A cybersecurity investigation report released by the Verizon Enterprise Solutions in 2016 revealed that 63% of data breaches were attributed to weak, stolen, or lost passwords. Employees often use passwords they find easy to remember, and which are easy for hackers to decipher.


You’ll need to teach your employee how to create strong, complex, and random passwords for each account. And the best way to go about it is — to use a reputable password management system. This enables your staff to have their strongest passwords in one place, essentially eliminating the need for memorizing it.


If your employees aren’t using a password management system, you should ask them to create passwords with 10 or more characters that typically include lower and uppercase letters, symbols, and numbers. Also, it is important that you let your employees know the security risk of writing down passwords and keeping them on their laptops or workstations.


6. Implement Multi-factor Authentication


Besides creating strong passwords for accounts that access your company’s network, you’ll need to use multifactor identification settings when handling sensitive data. This additional verification type basically requires the input of secondary information, and the most preferred is the use of a unique code, which is sent to your employees’ mobile phones. Hackers are unlikely to have access to both your account passwords and the PIN.


7. Create cyber security awareness among employees


You can implement the best cybersecurity practices, but if you don’t educate your employees and keep them informed about your network security plan, your business will still be subjected to the risk of breach.


A standard security policy should include procedures for keeping the company’s data and information safe and the protocols which must be followed when faced with a breach.


You will need to encourage your employees to step up to the responsibility of protecting your company. You can achieve this through reward programs. For example, if an employee reports signs of a breach, such as phishing emails or an anti-malware software sending notifications of a potential virus or malware. Rewards help keep employees motivated.


Introducing accountability programs can also help instill seriousness and ensure compliance with the policies. Many small businesses usually require their employees to sign a document showing they’ve been fully informed of the best cybersecurity practices, as well as the consequences if they fail to adhere to the policies.


Another smart way is to simply encourage open conversations among the employees and to gently hold each other accountable. Don’t allow them to tattle on each other, as this can be destructive to trust. You can also consider having an anonymous reporting system.


8. Limit Access to Business Accounts


First off, your employees should have the access, which they need to perform their tasks. They shouldn’t share passwords and files to their account unless they are authorized to do so by the management.
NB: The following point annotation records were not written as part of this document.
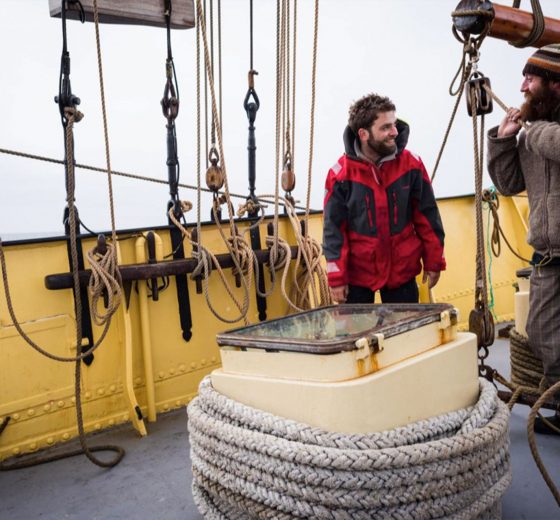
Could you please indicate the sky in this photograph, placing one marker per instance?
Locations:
(403, 49)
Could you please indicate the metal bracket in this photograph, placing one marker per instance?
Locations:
(444, 320)
(369, 345)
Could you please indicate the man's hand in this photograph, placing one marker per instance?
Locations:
(339, 294)
(510, 124)
(431, 277)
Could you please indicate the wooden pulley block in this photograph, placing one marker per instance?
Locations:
(481, 323)
(214, 174)
(288, 178)
(130, 12)
(483, 99)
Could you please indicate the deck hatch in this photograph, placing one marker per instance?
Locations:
(335, 329)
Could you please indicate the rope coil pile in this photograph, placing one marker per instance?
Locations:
(251, 464)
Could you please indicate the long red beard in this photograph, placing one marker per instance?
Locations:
(542, 105)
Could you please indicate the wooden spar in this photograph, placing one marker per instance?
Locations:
(514, 25)
(507, 23)
(131, 12)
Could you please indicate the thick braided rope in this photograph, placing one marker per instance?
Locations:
(526, 369)
(251, 464)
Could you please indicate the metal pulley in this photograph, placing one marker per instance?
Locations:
(475, 88)
(288, 176)
(481, 323)
(214, 174)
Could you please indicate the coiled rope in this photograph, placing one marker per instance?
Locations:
(252, 464)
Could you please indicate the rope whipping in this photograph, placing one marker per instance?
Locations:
(251, 464)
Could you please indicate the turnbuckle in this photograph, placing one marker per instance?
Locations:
(170, 101)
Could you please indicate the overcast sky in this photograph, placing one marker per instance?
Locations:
(402, 48)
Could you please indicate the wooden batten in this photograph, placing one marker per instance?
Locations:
(514, 25)
(131, 12)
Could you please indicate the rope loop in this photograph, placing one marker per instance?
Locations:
(252, 464)
(73, 115)
(105, 281)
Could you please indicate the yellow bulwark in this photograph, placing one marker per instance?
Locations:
(145, 367)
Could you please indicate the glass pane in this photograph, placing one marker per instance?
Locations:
(331, 323)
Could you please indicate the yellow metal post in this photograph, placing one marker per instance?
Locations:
(141, 257)
(128, 375)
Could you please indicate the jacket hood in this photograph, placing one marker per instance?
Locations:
(349, 138)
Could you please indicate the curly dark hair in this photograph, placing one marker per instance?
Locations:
(364, 112)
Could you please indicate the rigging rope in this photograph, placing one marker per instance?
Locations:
(121, 174)
(251, 464)
(538, 25)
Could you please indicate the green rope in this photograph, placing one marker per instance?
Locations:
(491, 303)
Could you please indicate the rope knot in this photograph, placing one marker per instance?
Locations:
(73, 115)
(185, 206)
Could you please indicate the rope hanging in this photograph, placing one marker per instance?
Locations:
(106, 269)
(251, 464)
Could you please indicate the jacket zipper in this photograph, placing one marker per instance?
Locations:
(545, 212)
(370, 217)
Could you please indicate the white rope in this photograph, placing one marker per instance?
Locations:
(251, 464)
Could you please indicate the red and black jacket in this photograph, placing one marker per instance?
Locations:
(381, 222)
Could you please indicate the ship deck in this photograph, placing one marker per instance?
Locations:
(153, 480)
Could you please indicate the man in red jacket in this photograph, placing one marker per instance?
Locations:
(381, 222)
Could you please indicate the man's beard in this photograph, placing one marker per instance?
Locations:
(542, 105)
(381, 148)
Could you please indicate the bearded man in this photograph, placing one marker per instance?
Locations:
(381, 222)
(530, 160)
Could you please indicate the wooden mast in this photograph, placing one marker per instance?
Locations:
(508, 23)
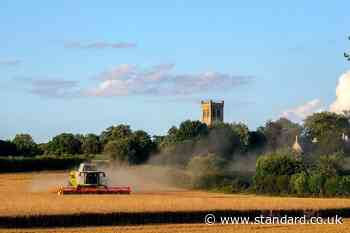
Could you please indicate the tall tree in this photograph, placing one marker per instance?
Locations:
(327, 128)
(65, 143)
(7, 148)
(25, 145)
(91, 144)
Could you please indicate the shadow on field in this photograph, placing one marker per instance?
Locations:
(143, 218)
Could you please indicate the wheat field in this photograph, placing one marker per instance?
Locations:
(196, 228)
(32, 193)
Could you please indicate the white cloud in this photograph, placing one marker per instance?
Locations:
(10, 62)
(51, 88)
(342, 101)
(99, 45)
(299, 113)
(160, 80)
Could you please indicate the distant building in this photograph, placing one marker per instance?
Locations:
(212, 112)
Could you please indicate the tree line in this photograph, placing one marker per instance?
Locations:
(208, 154)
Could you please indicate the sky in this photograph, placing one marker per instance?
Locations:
(82, 66)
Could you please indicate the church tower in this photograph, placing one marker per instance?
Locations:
(212, 112)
For instance, your accountant shouldn’t be sharing their individual logins with a salesperson.


Secondly, unauthorized people or even those that are well-known and trusted by your company should not be granted access to business computers and accounts. A good example is restricting customers from borrowing your business computers or laptop to search for something.


9. SSL Certificate Protection


The Secure Sockets Layer is currently the most after-sought encryption technology, which protects data leaving an entering the devices connected to the internet.

This is an ideal solution, especially if your business accepts payments online. It will protect your clients’ most vital information, including that on their credit cards. Even if a cybercriminal manages to intercept information, it won’t be useful — because the data isn’t readable to third parties.


Cybercriminals are always advancing their cyber attacking techniques, and the best way to be safe is to work with a reliable company offering cybersecurity services. A great cybersecurity firm always stays on top of their game by being informed of the latest cyber-attack trends and prevention technology.